Dworkin puts the shortfall at 3 to 5 million homes, while the National Association of Realtors describes an “underbuilding gap” of 5.5 to 6.8 million units since 2001. The National Low Income Housing Coalition calculates a shortage of 7 million rental homes that are affordable and available to extremely low-income renters.

“It was uncharacteristically disciplined for the White House to pick the low number, but that works for me. We need to build the million and a half under any circumstances, so let’s do that,” Dworkin says. “I’m never going to get to that 3 million number if I don’t build a million and a half.”

Given the many moving parts in the plan, the work still needed to develop new financing schemes and other programs, and the uncertainty around congressional action, it is unclear how much more housing production it will stimulate compared to the status quo and over what time frame.

“I honestly have no idea,” Jakabovics says. “Some of these things might get a lot of attention and not move the needle very much. Some may fly under the radar screen and actually be incredibly impactful.”

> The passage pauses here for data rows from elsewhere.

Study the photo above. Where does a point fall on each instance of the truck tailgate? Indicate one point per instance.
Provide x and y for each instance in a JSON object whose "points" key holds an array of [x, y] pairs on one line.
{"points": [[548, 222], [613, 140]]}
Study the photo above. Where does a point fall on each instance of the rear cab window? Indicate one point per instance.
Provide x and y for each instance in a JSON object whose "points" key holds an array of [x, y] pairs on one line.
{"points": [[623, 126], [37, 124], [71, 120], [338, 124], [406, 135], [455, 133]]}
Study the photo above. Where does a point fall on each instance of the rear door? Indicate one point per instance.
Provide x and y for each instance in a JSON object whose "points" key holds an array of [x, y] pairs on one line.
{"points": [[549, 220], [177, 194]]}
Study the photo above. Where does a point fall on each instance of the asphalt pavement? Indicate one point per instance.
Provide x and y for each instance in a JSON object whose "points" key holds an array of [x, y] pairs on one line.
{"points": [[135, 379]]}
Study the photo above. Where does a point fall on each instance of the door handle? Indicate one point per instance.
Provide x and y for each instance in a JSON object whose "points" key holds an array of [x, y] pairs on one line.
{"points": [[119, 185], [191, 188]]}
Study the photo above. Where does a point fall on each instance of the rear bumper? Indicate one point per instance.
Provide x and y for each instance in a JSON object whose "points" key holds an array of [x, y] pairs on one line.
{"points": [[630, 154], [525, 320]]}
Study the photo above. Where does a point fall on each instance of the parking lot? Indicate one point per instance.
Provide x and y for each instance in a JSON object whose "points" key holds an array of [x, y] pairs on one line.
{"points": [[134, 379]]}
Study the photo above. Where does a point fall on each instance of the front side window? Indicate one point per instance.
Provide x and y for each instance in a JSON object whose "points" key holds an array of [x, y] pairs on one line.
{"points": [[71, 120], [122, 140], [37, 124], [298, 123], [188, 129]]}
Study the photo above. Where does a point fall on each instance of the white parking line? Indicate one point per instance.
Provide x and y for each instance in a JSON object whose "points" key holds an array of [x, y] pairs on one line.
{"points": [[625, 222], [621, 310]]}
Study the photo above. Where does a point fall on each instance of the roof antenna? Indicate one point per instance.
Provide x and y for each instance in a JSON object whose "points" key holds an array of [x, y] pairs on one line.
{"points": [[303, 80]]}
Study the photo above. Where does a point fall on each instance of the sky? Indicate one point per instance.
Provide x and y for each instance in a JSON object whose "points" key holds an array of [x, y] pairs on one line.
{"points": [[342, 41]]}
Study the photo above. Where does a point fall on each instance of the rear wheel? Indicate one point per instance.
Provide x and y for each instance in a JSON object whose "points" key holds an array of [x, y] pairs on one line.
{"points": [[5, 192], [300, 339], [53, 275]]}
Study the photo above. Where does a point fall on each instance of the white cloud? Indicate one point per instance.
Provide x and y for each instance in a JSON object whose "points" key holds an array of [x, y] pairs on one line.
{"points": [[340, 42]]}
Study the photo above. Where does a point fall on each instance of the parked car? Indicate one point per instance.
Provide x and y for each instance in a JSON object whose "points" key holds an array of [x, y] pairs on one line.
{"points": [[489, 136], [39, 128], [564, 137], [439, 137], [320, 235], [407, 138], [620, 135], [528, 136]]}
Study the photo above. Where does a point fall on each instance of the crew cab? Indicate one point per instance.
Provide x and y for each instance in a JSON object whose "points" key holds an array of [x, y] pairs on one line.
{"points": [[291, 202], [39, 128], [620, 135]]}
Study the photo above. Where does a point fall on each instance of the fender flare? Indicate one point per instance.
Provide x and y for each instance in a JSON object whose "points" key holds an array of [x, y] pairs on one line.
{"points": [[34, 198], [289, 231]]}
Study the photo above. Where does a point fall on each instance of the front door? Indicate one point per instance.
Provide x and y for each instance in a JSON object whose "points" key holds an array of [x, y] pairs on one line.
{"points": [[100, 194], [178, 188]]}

The plan’s outcome will also depend on factors such as how the economy fares over the next few years, developers’ calculations about future demand and the profitability of building affordable housing, and a potential slowdown in household formation as a lack of housing leads young people to live longer with their parents and delay starting families, he says. Some of the elements are in place for a housing boom, but probably not at the scale described in Biden’s plan.

“I tend to be skeptical about anything changing quickly, just knowing how long it takes to build anything. Yes, there’s a lot of dedicated affordable housing sitting in the pipeline. If we can turn on that spigot, we can get the LIHTC reforms passed, those kinds of things, I think we can move fairly quickly on some of that,” Jakabovics says. “Is that a million five? No, not in five years.”